Step 4: Letter from the Editors

When three referee comments have arrived, I send these to the senior editors. We are fortunate to have some world class scholars on our refereeing panel ,who often provide lengthy and detailed reports. The editors read these, and use them to guide their decision about the paper’s future. There are five possible suggestions that a referee can make:

Accept without corrections

This happens once in a blue moon. I have been working on the journal for almost four years and during that time only one paper has flown through the process in this way! Please don't be discouraged if your paper does not receive this outcome.

Accept with minor corrections

Also a rare outcome, achieved by only the most polished papers. Minor corrections involve you making small tweaks and attending to matters of detail (perhaps adding a paragraph here or there to explain something in more depth). We expect you to be able to complete this level of revision in 2 months.

Accept with major corrections AND Revise and resubmit

I'm grouping these two together because the line between ‘major corrections’ and ‘revise and resubmit’ is blurred. Both options require you to undertake some fairly major structural and substantive work on your paper – which means setting aside several days for careful thinking and reworking in order to respond to referee comment properly.

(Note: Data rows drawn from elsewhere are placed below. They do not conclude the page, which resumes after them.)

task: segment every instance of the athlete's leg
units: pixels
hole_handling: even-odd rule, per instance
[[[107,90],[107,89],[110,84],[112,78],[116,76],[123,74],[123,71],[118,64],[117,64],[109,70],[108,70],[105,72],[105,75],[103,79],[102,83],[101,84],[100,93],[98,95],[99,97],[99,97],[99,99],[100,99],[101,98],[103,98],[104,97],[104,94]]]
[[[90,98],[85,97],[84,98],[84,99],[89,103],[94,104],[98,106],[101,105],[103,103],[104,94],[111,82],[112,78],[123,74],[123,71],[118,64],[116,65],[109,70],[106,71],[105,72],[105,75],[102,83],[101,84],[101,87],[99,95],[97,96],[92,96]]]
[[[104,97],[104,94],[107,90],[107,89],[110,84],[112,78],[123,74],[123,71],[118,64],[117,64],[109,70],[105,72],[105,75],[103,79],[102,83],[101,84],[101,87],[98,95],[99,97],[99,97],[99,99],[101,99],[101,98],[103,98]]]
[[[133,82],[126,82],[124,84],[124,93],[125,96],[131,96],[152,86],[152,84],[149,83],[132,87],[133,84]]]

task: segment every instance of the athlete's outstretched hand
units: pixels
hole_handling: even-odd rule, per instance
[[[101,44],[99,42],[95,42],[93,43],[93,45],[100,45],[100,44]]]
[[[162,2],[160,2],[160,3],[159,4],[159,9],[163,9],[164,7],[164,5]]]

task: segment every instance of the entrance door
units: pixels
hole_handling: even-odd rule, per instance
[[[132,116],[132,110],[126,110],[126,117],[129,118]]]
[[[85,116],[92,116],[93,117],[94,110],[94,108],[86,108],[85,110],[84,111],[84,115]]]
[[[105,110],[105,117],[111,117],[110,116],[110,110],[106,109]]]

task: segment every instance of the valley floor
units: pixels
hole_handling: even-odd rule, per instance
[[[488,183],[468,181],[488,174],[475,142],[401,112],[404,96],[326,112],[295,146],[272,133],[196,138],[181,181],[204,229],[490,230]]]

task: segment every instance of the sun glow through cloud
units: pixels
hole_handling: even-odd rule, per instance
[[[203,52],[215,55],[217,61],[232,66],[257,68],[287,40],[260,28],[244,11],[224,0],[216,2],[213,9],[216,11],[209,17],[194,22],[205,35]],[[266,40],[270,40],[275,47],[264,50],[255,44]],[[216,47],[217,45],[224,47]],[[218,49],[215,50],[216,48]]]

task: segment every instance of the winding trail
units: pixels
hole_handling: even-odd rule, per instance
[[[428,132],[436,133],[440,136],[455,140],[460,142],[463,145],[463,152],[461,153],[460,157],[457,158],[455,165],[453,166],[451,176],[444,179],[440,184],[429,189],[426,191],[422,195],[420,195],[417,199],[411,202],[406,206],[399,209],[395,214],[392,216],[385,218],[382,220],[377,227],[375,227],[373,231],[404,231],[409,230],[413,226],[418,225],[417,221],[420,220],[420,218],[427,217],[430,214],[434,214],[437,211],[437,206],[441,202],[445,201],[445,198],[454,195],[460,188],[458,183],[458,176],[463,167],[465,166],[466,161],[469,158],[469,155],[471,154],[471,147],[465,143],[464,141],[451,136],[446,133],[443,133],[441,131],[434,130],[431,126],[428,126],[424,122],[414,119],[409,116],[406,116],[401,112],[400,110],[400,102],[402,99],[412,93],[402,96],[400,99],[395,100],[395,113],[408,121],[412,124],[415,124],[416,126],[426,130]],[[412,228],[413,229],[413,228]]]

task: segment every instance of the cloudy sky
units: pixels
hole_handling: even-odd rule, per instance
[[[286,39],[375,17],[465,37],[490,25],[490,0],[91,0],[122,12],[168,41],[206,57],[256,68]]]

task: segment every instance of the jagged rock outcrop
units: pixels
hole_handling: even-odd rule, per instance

We allow authors 6 months to complete major corrections.

Reject

Unfortunately, sometimes the referees disagree with the editors, and decide that an article isn’t of publishable quality. Regrettably, we then have to reject the submission.

What happens when referees disagree?

It is quite common for the three referees to produce there reports with entirely different recommendations about the paper. For example, we often face a situation where one referee recommends minor revisions, one wants to see major revisions, and the third advises rejection of a paper!

Unlike some other journals where editors send out contradictory referee reports and leave the author to make sense of the confusion, at Planning Theory and Practice we aim to steer authors through the process of revision. To this end, our senior editors spend a considerable amount of time discussing referee comment and writing you a detailed and personalized letter explaining which features of the comments they believe are most significant. They use this letter to outline exactly what they feel needs to be done.

Essentially, this means that when you receive the letter, you are obtaining no less than five people’s ideas about your work!

It normally takes around 2 weeks for the editors to write their letter.

The average time lapse between original submission and receipt of an editorial decision letter is 12 weeks.